Concrètement, notre boutique doit rouvrir sans délai, toutes nos marchandises doivent nous être restituées et les frais supplémentaires réclamés n’ont aucune base légale.

Entre le 6 mars 2025, date du règlement intégral (surplus inclus), et le 12 juin 2025, notre boutique est demeurée close 99 jours (3,3 mois).
Rapporté à la moyenne mensuelle 2024, ce gel représente déjà un manque à gagner direct d’environ 16 millions FCFA.

À cette perte de recettes s’ajoutent :
- les coûts de départ et de remplacement de plusieurs collaborateurs ;
- la détérioration des conditions commerciales avec certains partenaires, désormais plus exigeants en garanties ;
- une atteinte durable à notre réputation, nourrie par des vidéos diffamatoires toujours en ligne.
La perte d’exploitation, les surcoûts salariaux et le dommage réputationnel forment désormais la base chiffrée du dossier indemnitaire que nous finalisons.
Nous tenons à souligner l’excellence du travail accompli par Maître Russell Cheumou.

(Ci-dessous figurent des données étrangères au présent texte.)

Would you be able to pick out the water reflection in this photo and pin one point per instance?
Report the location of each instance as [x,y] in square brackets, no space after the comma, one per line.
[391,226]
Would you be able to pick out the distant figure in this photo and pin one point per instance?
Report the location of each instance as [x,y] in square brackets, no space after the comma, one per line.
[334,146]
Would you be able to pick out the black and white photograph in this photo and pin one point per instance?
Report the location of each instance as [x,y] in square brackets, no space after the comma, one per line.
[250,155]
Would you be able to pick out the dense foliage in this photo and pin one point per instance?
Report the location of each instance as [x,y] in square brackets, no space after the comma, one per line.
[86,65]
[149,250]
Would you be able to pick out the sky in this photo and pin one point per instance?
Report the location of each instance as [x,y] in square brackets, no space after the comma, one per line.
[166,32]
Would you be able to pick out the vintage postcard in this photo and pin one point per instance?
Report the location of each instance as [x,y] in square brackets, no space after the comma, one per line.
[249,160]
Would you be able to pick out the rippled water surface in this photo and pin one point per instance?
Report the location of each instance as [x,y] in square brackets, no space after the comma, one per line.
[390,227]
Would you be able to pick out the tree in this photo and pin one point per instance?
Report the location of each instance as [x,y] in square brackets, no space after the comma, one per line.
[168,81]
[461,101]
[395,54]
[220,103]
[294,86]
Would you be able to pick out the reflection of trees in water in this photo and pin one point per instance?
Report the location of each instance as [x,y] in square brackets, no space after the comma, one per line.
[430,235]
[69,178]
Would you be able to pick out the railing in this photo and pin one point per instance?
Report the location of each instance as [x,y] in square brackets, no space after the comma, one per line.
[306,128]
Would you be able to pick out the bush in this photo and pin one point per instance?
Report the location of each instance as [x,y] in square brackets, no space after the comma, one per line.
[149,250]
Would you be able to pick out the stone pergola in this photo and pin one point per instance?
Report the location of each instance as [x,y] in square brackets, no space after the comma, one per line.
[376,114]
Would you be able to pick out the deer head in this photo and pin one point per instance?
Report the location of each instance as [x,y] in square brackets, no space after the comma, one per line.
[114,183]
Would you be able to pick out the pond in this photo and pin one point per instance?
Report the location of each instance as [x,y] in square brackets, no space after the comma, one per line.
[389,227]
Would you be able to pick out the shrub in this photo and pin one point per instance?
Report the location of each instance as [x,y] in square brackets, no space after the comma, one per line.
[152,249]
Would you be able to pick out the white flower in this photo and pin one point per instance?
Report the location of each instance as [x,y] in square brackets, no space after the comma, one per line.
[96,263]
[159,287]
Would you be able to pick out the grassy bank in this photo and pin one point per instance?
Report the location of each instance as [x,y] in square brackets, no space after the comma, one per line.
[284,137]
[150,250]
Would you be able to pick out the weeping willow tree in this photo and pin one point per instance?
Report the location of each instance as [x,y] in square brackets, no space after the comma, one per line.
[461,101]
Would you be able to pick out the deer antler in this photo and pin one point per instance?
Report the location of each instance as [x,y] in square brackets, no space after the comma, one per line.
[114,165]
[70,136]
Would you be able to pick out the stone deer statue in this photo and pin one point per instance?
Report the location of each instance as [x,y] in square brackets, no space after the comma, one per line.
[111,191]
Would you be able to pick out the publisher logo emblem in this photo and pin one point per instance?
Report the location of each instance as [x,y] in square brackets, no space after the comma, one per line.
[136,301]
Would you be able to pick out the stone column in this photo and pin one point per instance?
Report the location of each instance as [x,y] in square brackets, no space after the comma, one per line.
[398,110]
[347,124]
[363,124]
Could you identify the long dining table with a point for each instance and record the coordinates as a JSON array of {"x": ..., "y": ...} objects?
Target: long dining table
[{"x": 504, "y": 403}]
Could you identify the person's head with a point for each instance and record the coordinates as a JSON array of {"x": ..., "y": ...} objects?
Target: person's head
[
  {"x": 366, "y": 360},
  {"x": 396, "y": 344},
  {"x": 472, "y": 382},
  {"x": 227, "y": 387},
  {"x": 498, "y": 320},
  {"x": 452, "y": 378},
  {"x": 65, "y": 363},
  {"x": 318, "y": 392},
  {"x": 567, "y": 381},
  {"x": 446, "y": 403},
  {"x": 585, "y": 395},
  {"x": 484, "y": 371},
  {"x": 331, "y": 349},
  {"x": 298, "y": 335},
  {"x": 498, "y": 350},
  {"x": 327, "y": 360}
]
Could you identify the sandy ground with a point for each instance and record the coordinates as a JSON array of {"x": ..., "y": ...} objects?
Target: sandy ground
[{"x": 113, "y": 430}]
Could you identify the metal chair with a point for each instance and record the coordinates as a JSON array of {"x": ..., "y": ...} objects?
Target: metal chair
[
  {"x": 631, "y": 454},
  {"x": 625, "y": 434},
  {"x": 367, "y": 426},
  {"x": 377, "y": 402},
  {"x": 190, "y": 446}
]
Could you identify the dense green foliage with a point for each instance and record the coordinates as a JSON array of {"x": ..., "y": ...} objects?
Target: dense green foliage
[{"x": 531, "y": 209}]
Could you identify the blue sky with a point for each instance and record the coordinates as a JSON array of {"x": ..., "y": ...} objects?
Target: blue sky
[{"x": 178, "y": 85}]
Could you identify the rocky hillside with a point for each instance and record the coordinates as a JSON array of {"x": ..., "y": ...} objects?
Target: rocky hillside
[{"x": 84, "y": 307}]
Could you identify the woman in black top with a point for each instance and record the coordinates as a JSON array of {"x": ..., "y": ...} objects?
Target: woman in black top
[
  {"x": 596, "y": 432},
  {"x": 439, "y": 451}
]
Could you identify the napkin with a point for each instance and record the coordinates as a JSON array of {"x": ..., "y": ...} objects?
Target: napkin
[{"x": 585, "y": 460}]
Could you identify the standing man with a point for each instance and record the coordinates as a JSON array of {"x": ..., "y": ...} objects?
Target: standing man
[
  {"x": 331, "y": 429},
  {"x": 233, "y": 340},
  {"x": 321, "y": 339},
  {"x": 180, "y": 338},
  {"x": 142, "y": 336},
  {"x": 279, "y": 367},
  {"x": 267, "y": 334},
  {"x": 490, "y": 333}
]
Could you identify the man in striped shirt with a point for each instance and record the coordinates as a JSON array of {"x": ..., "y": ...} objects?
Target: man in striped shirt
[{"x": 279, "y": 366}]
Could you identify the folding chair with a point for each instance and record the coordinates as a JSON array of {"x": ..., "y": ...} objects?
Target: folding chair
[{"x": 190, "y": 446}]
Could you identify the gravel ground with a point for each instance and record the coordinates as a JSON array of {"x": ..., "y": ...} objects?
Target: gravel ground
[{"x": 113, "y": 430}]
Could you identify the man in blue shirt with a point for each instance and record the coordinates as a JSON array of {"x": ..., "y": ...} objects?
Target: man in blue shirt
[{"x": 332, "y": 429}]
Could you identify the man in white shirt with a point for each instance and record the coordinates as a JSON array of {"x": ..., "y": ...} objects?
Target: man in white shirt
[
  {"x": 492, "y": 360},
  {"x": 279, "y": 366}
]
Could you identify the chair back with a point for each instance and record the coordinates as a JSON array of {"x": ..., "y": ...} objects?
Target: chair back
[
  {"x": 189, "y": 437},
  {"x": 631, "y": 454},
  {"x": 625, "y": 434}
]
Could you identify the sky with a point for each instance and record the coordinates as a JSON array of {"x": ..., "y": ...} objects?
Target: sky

Sa maîtrise technique, sa présence constante à chaque audience et son intégrité sans faille ont été décisives. Il ne s’est pas borné à plaider : il a collecté chaque pièce, anticipé chaque argument adverse et rappelé, avec élégance, que la loi reste la meilleure protection du juste.

À l’heure où le Barreau renouvelle son Conseil de l’Ordre, nous soutenons pleinement sa candidature. Défendre une PME locale face à un groupe international sans céder à la pression ni aux raccourcis : voilà l’« Avocature Autrement » que la profession mérite.

Si vous cherchez un conseil fiable, méthodique et fermement ancré dans la déontologie, vous trouverez en Me CHEUMOU un allié de premier ordre.
Notre gratitude va aussi à nos équipes, fournisseurs, clients et investisseurs, restés à nos côtés pendant ces mois d’incertitude.

Dès que l’huissier nous aura signifié la décision, nous rouvrirons la boutique, convaincus qu’au Cameroun la loi protège celles et ceux qui créent de la valeur.
Les collections mûries dans l’ombre de la procédure sont prêtes : elles magnifient le raphia, le bazin, le Faso Dan Fani et tout ce patrimoine textile qui forge notre identité.

À ceux qui ont douté ou relayé des accusations infondées, nous n’opposerons ni rancœur ni polémique.

ON NE PLEURE PAS !

Nous rouvrirons nos portes pour que chacun puisse constater, de visu, la vitalité retrouvée de notre entreprise.

Parfois, le silence domine le vacarme lorsqu’il est porté par la conviction d’être dans son droit. Le rideau se lève de nouveau, la lumière éclaire nos créations et une page neuve s’écrit, toujours cousue main, à l’image de chaque pièce signée Sur Mesure (SM).